I am not trying to steal anything- 
if AMC is going to advertise that the show is free on the website- the I am not sure what the problem is?


----------



## SeaGoat (Aug 17, 2012)

They are not advertising it "free"..
They are saying it's available on their site and just leaving out the tid bit of info that you need a cable provider. 

We don't have cable either, but the SOs parents have XFinity (sp?) so we are able to log in and watch it. 


We hooked our tv up to the computer so we can watch shows through the internet and not have to strain with a little screen


----------



## catspjamas (Jul 14, 2013)

Becka03 said:


> I am not trying to steal anything-
> if AMC is going to advertise that the show is free on the website- the I am not sure what the problem is?


AMC does not advertise that you can see the show, for free, on Cokeandpop. They state that the episodes are available at AMC.com the next day, but you have to have a TV provider to log in to watch it. So it's not even available for free at AMC. They mention Itunes, Amazon, and Netflix, which all have to be paid for.

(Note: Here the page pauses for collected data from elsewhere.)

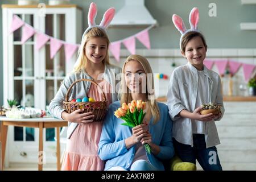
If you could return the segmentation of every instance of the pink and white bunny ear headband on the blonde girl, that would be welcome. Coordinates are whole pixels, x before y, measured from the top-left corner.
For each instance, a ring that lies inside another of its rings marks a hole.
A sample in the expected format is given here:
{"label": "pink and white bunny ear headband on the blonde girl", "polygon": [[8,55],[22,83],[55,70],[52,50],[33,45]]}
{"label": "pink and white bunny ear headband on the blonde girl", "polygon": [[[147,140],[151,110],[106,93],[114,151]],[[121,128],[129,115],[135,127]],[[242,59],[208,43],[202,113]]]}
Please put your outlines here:
{"label": "pink and white bunny ear headband on the blonde girl", "polygon": [[84,31],[84,34],[82,35],[82,38],[84,38],[84,35],[93,27],[101,28],[102,30],[106,31],[106,28],[108,28],[110,22],[114,18],[115,9],[112,7],[108,10],[106,10],[105,14],[103,15],[103,18],[101,20],[100,25],[96,25],[95,18],[97,15],[97,6],[95,3],[90,3],[89,13],[88,13],[88,28]]}

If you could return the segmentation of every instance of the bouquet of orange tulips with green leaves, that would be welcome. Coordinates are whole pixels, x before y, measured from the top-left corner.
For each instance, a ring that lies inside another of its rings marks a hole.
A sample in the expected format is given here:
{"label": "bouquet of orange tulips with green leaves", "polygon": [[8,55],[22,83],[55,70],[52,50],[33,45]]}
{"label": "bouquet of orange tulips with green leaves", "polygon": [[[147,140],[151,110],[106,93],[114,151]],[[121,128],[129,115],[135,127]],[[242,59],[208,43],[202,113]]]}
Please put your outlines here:
{"label": "bouquet of orange tulips with green leaves", "polygon": [[[143,110],[146,109],[146,102],[141,100],[131,101],[128,105],[126,103],[122,104],[122,107],[119,107],[115,112],[114,115],[117,118],[123,119],[121,125],[135,127],[142,124],[143,118],[146,113]],[[144,144],[144,147],[148,154],[151,154],[150,145],[148,143]]]}

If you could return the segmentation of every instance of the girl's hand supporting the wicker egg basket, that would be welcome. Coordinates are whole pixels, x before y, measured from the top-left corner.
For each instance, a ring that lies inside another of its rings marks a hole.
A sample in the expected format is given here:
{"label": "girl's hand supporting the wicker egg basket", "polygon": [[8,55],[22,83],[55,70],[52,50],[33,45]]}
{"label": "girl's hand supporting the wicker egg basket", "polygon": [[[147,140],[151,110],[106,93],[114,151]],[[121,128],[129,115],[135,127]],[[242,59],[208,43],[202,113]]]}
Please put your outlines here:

CNP is probably a site where someone recorded the episode and has uploaded it to CNP.


----------



## catspjamas (Jul 14, 2013)

SarahFair said:


> They are not advertising it "free"..
> They are saying it's available on their site and just leaving out the tid bit of info that you need a cable provider.
> 
> We don't have cable either, but the SOs parents have XFinity (sp?) so we are able to log in and watch it.
> ...


Never said they were advertising it "free", just that they said it was available at their site. I said I watched the premier for "free" because log in wasn't required.

I used to have a 13" TV that I used to watch DVDs. Talk about tiny. My computer monitor is 24". I have to get one of those boxes in order to watch the videos from my computer on my TV. Not the 13", I now have a 24" TV.


----------



## SeaGoat (Aug 17, 2012)

Oh I want replying to you 

Sent from my SPH-L710 using Homesteading Today mobile app


----------



## catspjamas (Jul 14, 2013)

SarahFair said:


> Oh I want replying to you
> 
> Sent from my SPH-L710 using Homesteading Today mobile app


K :cowboy:


----------



## texican (Oct 4, 2003)

Should be thankful you have enough bandwidth to watch any episodes of any shows whatsoever! We have sat internet, and watching videos will kill our connection in less than an hour...


----------